Depuis trois semaines, Nabaya, grande métropole du sud du pays, est vent debout. Dans les rues, larges ou étroites, fendues de nids de poules, forces de l’ordre et jeunots en décousent à coups de grenades lacrymogènes, de matraques et de projectiles divers. Déjà, trois manifestations de grande ampleur ont perturbé les paisibles berges du Milo, plutôt habituées, en cette période, à la douceur de la brise vespérale. Quoi donc ? Comment de l’axe le mal s’est répandue à mille lieux, à Kankan, alors qu’on l’a hâtivement identifié comme communautaire, voire l’ADN de quelque communauté ? Pourquoi cette ire du populo au cœur du fief de l’alphagouvernance ? Comment le fief du RPC s’est-il perverti ? Ce n’est pas si compliqué. Le principe est bien connu. Même Toto le sait bien. « On peut tromper une partie du peuple tout le temps, tout le peuple une partie du temps, mais pas tout le peuple pendant tout le temps. »

On n’a pas dit toute la vérité à propos de l’électricité et de l’EDG. A Kankan-Nabaya comme sur l’Axe du Mal, le déficit d’électricité est le terreau de la violence. Les ténèbres sont devenues insupportables, invivables, inacceptables. Or, aussitôt les travaux du barrage de Kaléta entamés, les thuriféraires de l’alphagouvernance s’en sont allés répandre la bonne parole par monts et par vaux, à travers mangroves, bowé, prairies et sous-bois. Les ténèbres sont dorénavant vaincues, expurgées. Guinea is back with light. Nenni ! Le recours aux mini-centrales thermiques, aux centrales flottantes et aux panneaux solaires dont on a clamé bruyamment les mérites ne résout rien. Loin s’en faut ? Et voilà que le Chinois, messie du courant électrique, casse la pipe. Eh kélà ! Lumière où es-tu donc?

Fomi n’est encore que vue de l’esprit. Les guerriers de la savane, en particulier les impétueux danseurs du doundoumba, las d’attendre, s’impatientent et se fâchent. Et patatras ! Personne n’écoute plus personne. Les menaces des autorités politico-administratives et les incantations du Sôtikemo de Nabaya, deviennent inaudibles. Les cris d’orfraies gouvernementaux et erpégistes poussés de Conakry le sont encore davantage.

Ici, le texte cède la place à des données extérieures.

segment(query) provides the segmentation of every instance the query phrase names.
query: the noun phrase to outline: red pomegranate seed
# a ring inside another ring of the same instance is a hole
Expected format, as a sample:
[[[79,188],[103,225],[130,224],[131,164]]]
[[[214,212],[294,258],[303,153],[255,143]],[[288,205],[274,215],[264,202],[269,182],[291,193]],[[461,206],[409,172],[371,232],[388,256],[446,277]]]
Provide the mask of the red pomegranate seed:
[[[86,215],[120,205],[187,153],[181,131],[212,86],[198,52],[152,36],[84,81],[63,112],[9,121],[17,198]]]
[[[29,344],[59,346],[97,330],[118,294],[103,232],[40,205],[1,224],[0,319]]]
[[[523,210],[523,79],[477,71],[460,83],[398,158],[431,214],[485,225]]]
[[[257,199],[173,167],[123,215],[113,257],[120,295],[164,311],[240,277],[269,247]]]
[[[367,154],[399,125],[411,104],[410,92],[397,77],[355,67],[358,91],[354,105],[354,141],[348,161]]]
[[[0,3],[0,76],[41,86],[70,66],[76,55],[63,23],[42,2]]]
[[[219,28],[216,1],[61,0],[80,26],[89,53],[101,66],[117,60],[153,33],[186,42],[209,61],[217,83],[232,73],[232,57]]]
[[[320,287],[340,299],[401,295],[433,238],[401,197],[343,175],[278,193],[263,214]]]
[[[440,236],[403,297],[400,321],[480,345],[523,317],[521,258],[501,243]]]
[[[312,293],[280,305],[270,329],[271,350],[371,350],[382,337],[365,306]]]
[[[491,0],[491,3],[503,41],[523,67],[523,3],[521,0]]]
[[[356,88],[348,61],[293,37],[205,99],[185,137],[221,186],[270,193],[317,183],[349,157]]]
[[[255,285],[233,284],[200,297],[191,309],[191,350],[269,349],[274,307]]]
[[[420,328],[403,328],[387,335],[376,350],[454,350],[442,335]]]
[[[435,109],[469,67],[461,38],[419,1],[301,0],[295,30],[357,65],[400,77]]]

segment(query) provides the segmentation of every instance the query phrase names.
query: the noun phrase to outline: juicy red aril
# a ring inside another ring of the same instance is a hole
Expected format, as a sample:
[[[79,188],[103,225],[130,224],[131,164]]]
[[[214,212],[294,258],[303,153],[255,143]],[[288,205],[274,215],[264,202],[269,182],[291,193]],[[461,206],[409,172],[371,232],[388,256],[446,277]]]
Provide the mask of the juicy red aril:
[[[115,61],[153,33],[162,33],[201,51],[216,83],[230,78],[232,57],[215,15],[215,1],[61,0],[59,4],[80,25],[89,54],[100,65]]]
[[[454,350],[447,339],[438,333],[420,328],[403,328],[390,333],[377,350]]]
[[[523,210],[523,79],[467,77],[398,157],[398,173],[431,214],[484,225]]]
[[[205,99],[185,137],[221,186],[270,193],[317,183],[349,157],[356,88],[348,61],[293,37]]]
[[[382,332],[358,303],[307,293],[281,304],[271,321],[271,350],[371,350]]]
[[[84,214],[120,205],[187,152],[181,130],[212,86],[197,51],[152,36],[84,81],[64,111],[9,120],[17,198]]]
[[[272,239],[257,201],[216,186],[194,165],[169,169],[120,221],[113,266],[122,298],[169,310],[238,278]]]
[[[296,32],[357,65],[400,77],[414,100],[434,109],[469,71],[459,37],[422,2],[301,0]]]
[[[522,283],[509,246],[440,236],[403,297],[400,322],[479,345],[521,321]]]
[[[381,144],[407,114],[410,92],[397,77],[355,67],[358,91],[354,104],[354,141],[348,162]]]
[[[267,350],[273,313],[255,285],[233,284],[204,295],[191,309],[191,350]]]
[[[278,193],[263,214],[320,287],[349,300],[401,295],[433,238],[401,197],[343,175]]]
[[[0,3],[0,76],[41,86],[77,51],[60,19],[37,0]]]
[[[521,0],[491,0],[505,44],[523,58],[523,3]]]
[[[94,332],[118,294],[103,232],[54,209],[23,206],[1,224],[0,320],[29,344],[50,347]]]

On infère de la récurrence des troubles de Kankan une leçon toute banale. Les mêmes causes produisent les mêmes effets. A Kankan comme à N’Zérékoré et sur l’Axe du Mal, la violence ne naît pas ex-nihilo. Elle est portée par une agrégation de multiples privations et de frustrations. Le microcosme politique, prompt à trouver des explications simplistes, évoque fréquemment l’instrumentalisation de pauvres hères par l’adversaire. Mais peut-on instrumentaliser les foules sur le néant. Sûrement pas. Il faut bien que l’objet de l’instrumentalisation soit concret, visible, palpable. Il est impossible de mobiliser les gens autour d’un enjeu abstrait, fumeux, aux contours flous.

A dire vrai, pendant deux mandats, l’alpha gouvernance a érigé les promesses en programmes de société, qui malheureusement, l’ont rattrapée et assaillie. Il est impossible de trouver de bonnes solutions aux problèmes mal formulés. Le développement repose sur des principes et des pratiques avérés et non sur de sempiternelles agitations politiques. L’effet boomerang peut surprendre. Désagréablement.